平沼:いくつか質問させてください。海の博物館のとき、時代はモダニズム、メタボリズム、どちらかというと木造じゃない建築の方がフォーカスされていて、時代背景と全く違った時間軸をされているじゃないですか。これは意図的ですか?それともそうなっていったんですか?

内藤:そういうところにやむを得ず巻き込まれました。そういうタチなんですね。小学校三年の時と同じです。当時、ちょうどバブルが始まっていて、それと同期して建築界ではポストモダニズムが最盛期。要するに形の恣意的な組み合わせだとか引用だとか隠喩だとかっていう、磯崎さんがつくりあげた観念的世界がほとんどしめていて、東京で若い建築家が集まると、みんなポルシェかベンツかに乗ってきて、自慢話は、俺は坪単価250万円のものをやっているだとか、そういう鼻持ちならない会話が建築家のパーティーでなされるという実に嫌な時代ですね。僕だって普通の人間ですから、いいなって思っていたんですよ、そんな金もらいたいなって。だけど、実はその頃に「海の博物館」のあの館長に会ってしまったんですね。あの博物館の収蔵物を見てしまった。漁労関係の船や民具が6800点、重要文化財になっていた。ただボーッと見るだけなら、その重要文化財1個1個は、ゴミ同然にしか見えない。でも、その重要文化財1つ1つを重要文化財指定にするための紙があるんです。そこにイラストが描かれてあるわけです。それを見た時に、これはそうかと、アタマを殴られるような衝撃があった。見方を変えると宝の山だということに気が付いたんです。博物館はお金はない。でも収蔵庫なんだから最低100年は持たせてくれって言われた。けど、計算すると坪単価は40万円前後。東京に帰れば坪250万って自慢しているやつがいる。当然、設計料は単価にかかるわけですから、ものすごく安いわけですよ。だから、言ってみるとドツボにはまっちゃったということなんだと思います。だから止む無くです。出来上がっても、こんな時代錯誤はほとんど注目されないだろうなと思っていました。ほんとうに時代の空気から孤立していたと思います。あの当時、地方のさらに片田舎、あんな場所で、立てこもるように孤立して、ああいうやり方をしていたのは、僕一人だと思います。
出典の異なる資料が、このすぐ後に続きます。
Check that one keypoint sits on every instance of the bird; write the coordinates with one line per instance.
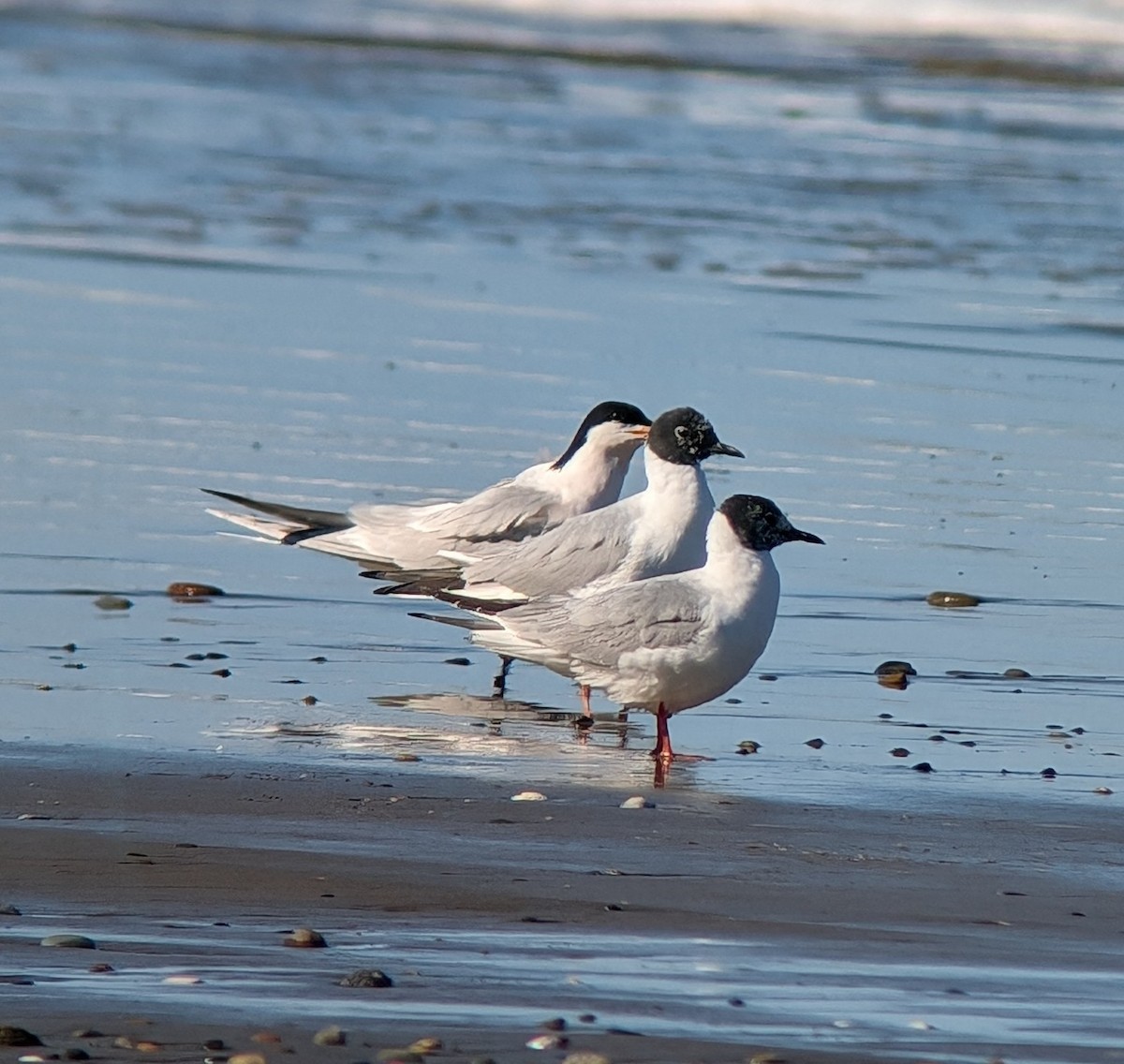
(666, 643)
(658, 530)
(661, 529)
(405, 540)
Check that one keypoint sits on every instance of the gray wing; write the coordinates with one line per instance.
(658, 613)
(507, 511)
(565, 558)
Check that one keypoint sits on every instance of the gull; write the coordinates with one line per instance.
(658, 530)
(407, 539)
(664, 643)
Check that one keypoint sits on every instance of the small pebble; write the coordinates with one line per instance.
(897, 681)
(331, 1036)
(68, 941)
(953, 598)
(304, 938)
(188, 589)
(893, 669)
(366, 979)
(112, 602)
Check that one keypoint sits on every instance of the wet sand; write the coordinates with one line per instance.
(245, 854)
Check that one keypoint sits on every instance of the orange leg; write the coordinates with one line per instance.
(662, 750)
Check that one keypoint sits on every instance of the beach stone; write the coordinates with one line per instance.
(68, 941)
(366, 979)
(188, 589)
(304, 938)
(548, 1042)
(331, 1036)
(953, 600)
(425, 1045)
(894, 668)
(112, 602)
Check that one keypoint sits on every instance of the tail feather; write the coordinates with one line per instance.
(472, 624)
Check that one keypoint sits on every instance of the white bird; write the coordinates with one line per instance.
(661, 529)
(402, 539)
(664, 643)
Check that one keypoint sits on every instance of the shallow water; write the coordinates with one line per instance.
(330, 272)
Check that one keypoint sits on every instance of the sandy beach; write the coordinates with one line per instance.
(124, 850)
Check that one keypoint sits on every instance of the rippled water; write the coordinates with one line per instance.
(262, 258)
(332, 272)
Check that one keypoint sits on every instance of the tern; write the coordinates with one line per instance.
(406, 539)
(666, 643)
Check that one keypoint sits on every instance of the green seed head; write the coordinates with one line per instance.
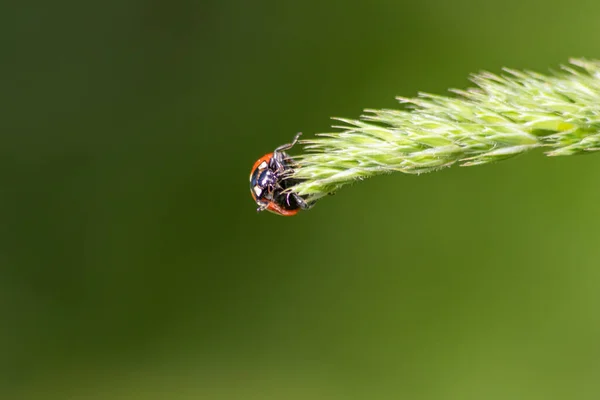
(503, 116)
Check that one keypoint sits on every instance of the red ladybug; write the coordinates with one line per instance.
(270, 178)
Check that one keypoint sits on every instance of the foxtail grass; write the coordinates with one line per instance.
(502, 116)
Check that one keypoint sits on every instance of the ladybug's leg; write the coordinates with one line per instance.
(279, 157)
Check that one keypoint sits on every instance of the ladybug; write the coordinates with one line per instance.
(269, 180)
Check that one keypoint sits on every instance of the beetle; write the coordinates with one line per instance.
(269, 180)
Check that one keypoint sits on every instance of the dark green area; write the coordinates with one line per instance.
(133, 264)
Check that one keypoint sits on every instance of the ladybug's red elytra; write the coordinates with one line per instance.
(270, 178)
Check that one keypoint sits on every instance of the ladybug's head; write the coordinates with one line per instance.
(263, 180)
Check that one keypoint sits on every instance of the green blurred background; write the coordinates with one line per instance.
(133, 264)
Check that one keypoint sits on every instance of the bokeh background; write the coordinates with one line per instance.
(133, 264)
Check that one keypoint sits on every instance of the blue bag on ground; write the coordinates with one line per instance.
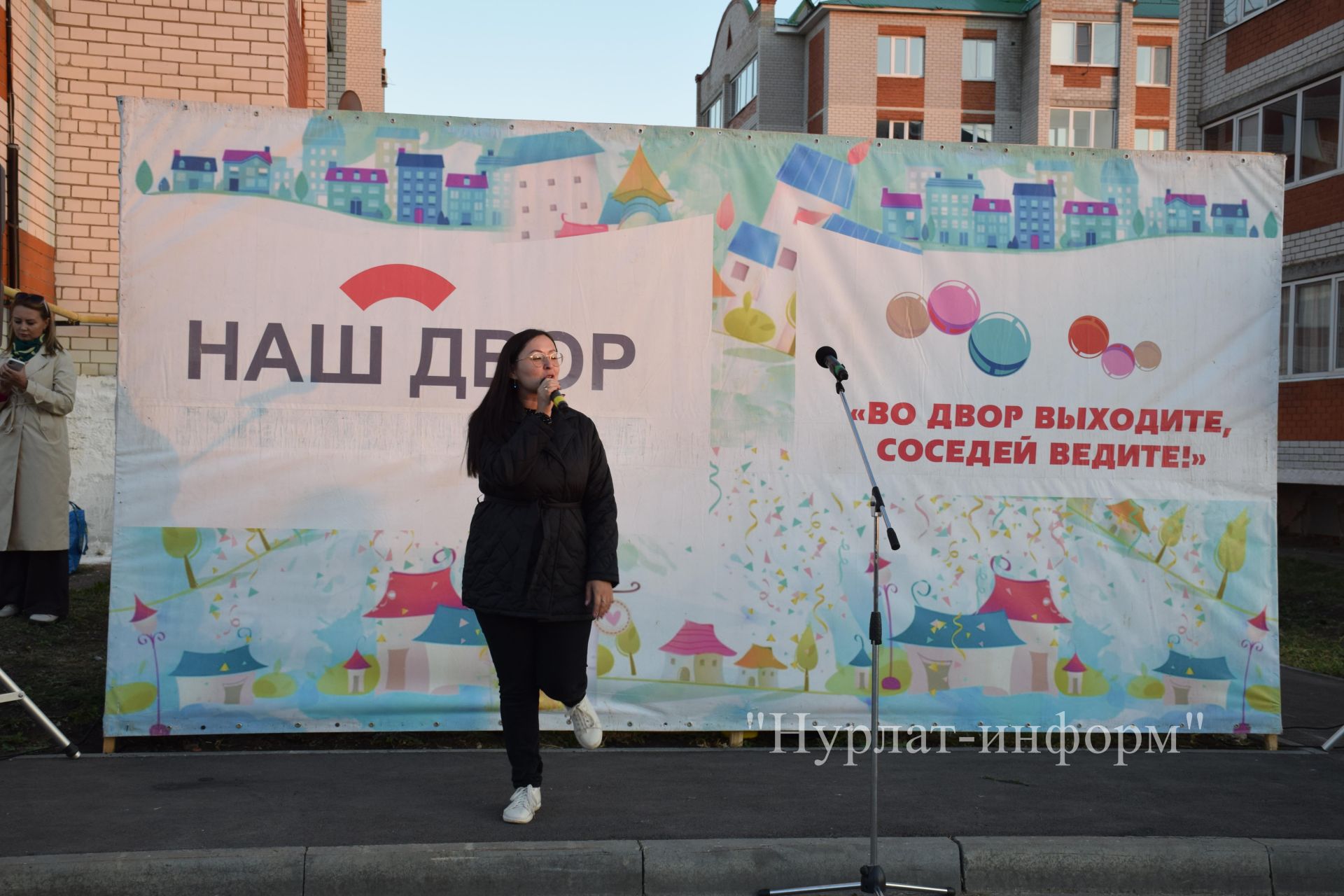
(78, 536)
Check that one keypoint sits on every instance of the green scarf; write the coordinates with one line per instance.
(24, 348)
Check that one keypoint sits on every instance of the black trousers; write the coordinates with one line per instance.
(531, 656)
(35, 582)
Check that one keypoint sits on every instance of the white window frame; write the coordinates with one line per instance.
(1242, 13)
(714, 113)
(1092, 43)
(1335, 359)
(1148, 133)
(1149, 77)
(1257, 113)
(891, 130)
(906, 45)
(981, 133)
(974, 46)
(743, 83)
(1092, 128)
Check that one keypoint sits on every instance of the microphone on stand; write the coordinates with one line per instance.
(827, 359)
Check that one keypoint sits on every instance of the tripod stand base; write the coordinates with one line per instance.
(873, 880)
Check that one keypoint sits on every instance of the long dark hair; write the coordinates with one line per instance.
(50, 343)
(491, 418)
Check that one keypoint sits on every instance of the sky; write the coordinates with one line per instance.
(589, 61)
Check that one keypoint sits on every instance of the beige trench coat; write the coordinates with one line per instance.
(35, 457)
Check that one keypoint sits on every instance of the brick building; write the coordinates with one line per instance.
(66, 62)
(1266, 76)
(1075, 73)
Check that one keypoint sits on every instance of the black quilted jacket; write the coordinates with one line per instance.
(547, 522)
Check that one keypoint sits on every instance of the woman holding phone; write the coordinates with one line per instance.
(38, 388)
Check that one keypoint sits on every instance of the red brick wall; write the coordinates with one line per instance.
(1152, 102)
(36, 266)
(298, 52)
(816, 76)
(1313, 206)
(1310, 412)
(1278, 27)
(904, 93)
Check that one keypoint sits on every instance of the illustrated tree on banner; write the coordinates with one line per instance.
(183, 545)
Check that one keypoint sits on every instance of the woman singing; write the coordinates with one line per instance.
(540, 554)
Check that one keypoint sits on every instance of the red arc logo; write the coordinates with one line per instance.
(397, 281)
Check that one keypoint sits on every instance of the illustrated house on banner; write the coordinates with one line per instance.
(958, 650)
(191, 174)
(1035, 621)
(993, 222)
(223, 678)
(760, 668)
(1034, 225)
(1091, 223)
(405, 612)
(358, 191)
(638, 199)
(1193, 680)
(902, 216)
(420, 181)
(549, 178)
(1184, 213)
(696, 654)
(324, 144)
(1230, 219)
(454, 649)
(246, 171)
(355, 669)
(465, 198)
(1120, 184)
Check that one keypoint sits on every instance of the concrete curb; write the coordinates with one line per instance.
(979, 865)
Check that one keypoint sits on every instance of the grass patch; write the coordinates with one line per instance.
(1310, 615)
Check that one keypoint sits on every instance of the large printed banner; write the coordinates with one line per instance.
(1062, 367)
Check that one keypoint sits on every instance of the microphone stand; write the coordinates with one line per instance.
(873, 879)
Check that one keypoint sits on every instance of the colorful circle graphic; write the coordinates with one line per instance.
(953, 307)
(907, 316)
(1117, 360)
(999, 344)
(1089, 336)
(1148, 356)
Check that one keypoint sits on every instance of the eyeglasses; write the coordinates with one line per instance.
(538, 358)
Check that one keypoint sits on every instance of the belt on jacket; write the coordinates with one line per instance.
(543, 504)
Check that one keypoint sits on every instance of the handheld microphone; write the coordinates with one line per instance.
(827, 359)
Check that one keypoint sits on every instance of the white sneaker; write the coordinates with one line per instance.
(588, 727)
(523, 805)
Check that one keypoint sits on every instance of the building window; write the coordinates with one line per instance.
(745, 86)
(977, 59)
(1149, 139)
(1304, 127)
(901, 57)
(1155, 66)
(1084, 43)
(1310, 342)
(1225, 14)
(976, 133)
(714, 115)
(1082, 128)
(901, 131)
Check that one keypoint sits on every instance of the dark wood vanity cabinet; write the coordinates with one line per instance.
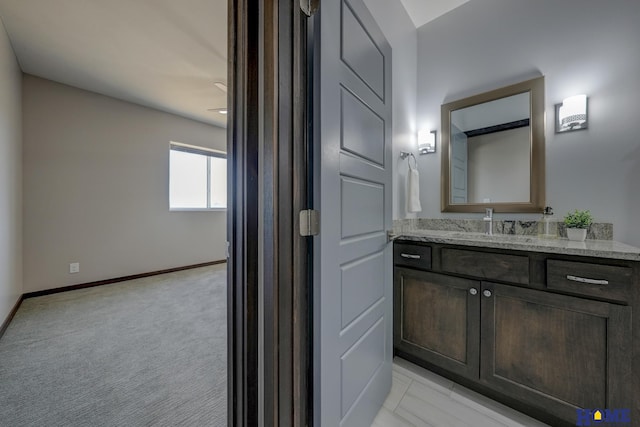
(504, 323)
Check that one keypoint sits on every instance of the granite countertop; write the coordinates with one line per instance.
(592, 248)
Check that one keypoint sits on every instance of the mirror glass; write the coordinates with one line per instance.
(493, 150)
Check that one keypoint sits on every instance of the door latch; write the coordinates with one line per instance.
(309, 7)
(309, 222)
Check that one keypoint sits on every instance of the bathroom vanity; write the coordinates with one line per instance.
(544, 326)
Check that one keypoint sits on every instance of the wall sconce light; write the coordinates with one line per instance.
(427, 142)
(572, 114)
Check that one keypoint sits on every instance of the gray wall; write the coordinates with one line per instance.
(96, 189)
(580, 46)
(506, 156)
(401, 34)
(10, 177)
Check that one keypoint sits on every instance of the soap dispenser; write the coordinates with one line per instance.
(547, 230)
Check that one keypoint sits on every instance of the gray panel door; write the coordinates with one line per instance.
(353, 265)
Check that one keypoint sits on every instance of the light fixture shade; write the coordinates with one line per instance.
(427, 141)
(572, 114)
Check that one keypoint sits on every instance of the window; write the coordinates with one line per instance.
(197, 178)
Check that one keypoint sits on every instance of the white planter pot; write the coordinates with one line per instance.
(577, 234)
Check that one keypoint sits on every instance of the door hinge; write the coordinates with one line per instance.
(309, 222)
(309, 7)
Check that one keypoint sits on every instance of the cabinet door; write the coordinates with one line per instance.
(556, 352)
(437, 319)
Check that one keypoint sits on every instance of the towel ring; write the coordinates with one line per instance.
(407, 155)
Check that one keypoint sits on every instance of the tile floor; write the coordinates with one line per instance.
(421, 398)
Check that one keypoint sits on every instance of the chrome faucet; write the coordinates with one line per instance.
(488, 221)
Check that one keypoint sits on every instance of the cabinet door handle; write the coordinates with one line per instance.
(585, 280)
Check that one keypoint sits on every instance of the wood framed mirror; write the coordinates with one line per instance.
(493, 150)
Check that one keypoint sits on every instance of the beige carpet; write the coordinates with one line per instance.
(148, 352)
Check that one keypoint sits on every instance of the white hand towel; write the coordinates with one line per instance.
(413, 190)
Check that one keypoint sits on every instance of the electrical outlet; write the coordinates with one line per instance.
(74, 267)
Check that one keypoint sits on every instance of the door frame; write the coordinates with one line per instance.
(269, 287)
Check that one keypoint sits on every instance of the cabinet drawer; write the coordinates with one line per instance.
(598, 280)
(409, 255)
(486, 265)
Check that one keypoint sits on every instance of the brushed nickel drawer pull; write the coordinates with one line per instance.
(585, 280)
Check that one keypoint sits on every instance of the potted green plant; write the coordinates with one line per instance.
(577, 223)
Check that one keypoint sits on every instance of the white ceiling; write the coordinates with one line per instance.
(160, 53)
(423, 11)
(164, 54)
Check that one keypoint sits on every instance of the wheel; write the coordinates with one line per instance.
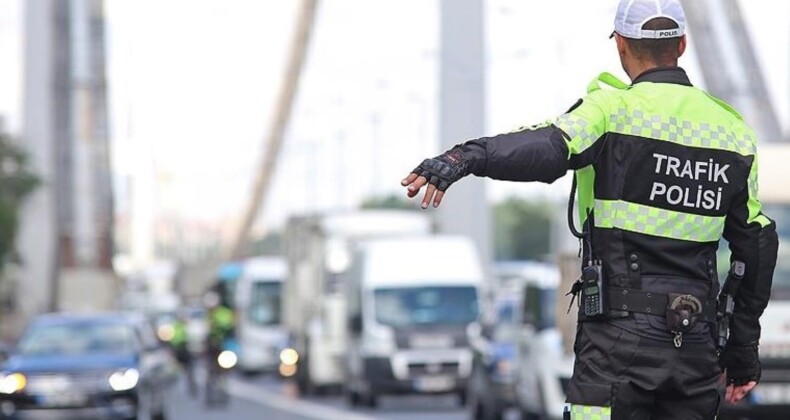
(476, 408)
(303, 378)
(352, 397)
(462, 398)
(144, 407)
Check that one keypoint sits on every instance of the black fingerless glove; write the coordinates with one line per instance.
(443, 170)
(742, 364)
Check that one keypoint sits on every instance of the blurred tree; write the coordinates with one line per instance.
(522, 229)
(392, 201)
(16, 182)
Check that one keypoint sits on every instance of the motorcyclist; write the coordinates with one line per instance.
(180, 346)
(221, 323)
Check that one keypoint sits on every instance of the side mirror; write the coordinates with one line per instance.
(355, 323)
(5, 352)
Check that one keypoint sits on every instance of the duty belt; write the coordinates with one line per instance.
(632, 300)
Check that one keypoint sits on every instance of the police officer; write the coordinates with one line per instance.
(664, 171)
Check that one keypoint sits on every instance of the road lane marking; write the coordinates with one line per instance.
(294, 406)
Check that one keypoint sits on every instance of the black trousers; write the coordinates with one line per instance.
(643, 377)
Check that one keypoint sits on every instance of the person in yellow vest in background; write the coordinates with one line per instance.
(179, 343)
(221, 326)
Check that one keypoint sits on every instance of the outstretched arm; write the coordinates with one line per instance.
(753, 240)
(537, 153)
芦澤:そういう意味では、ディスカッションする同世代の建築家だとか仲間っていうのはいらっしゃらなかった感じですか。

内藤:あんまりいなかったですね。僕のその頃は、メンタルに救ってくれた大事な人が何人かいました。皆さんご存知かどうかわからないんですけど、生け花作家、華道家の中川幸夫という人がその一人。中川さんの存在が大きかったかな。中川さんも天才の一人だと思います。華道の立花って、花を立てる、その400年の歴史がすべて頭の中にあるにも関わらず、誰かがやった事は絶対にやらないと心に決めていた人。この人が貧しいんですよ。中野のひかり荘っていう木賃アパートの2階に住んでいたんだけど、六畳と四畳半の二間。それで僕が行くとお茶を出してくれるんだけど、そのお茶を出してくれる茶碗が李朝の茶碗だったりする。とても貧しいけれど志がとてつもなく高い。ともかく作品がすごい。そういう人です。生け花の各流派も中川さんに一目を置かざるを得ない。そんな中川さんと親しかったので、モノを作っていく厳しさと、それから孤立する仕方と、中川さんに学んだような気がしますね。建築家の世話にはあんまりなってないかも。

平沼・芦澤:(笑)

平沼:建築形態や空間をどのように導き出されていますか?

内藤:可能であれば自分が、恣意的に考えたモノでない方がいいと思っているんですね。俺が決めて俺がやったっていう風にできるだけならない方がいいと思っています。建築っていうのは、僕をはじめうちのスタッフ、さらにその先には建設会社の人たち、現場の人たちっていう、全体の共同作業の中で生まれてくるものだから。ただそこに実現されるべき空気とか、こういう空気をつくりたいなみたいなのは僕が考えますけど、形を決めるのはあまり積極的じゃないというか、そこに構造エンジニアが入ってきたり、設備のエンジニアが入ってきたり、施工者の人が入ってきたりって、後から参加してくるわけだけど、その空間をつくるためにそういう人たちがどう動くか、どう作業を構成するかっていう事が中心で、僕はあまり決めてないですね。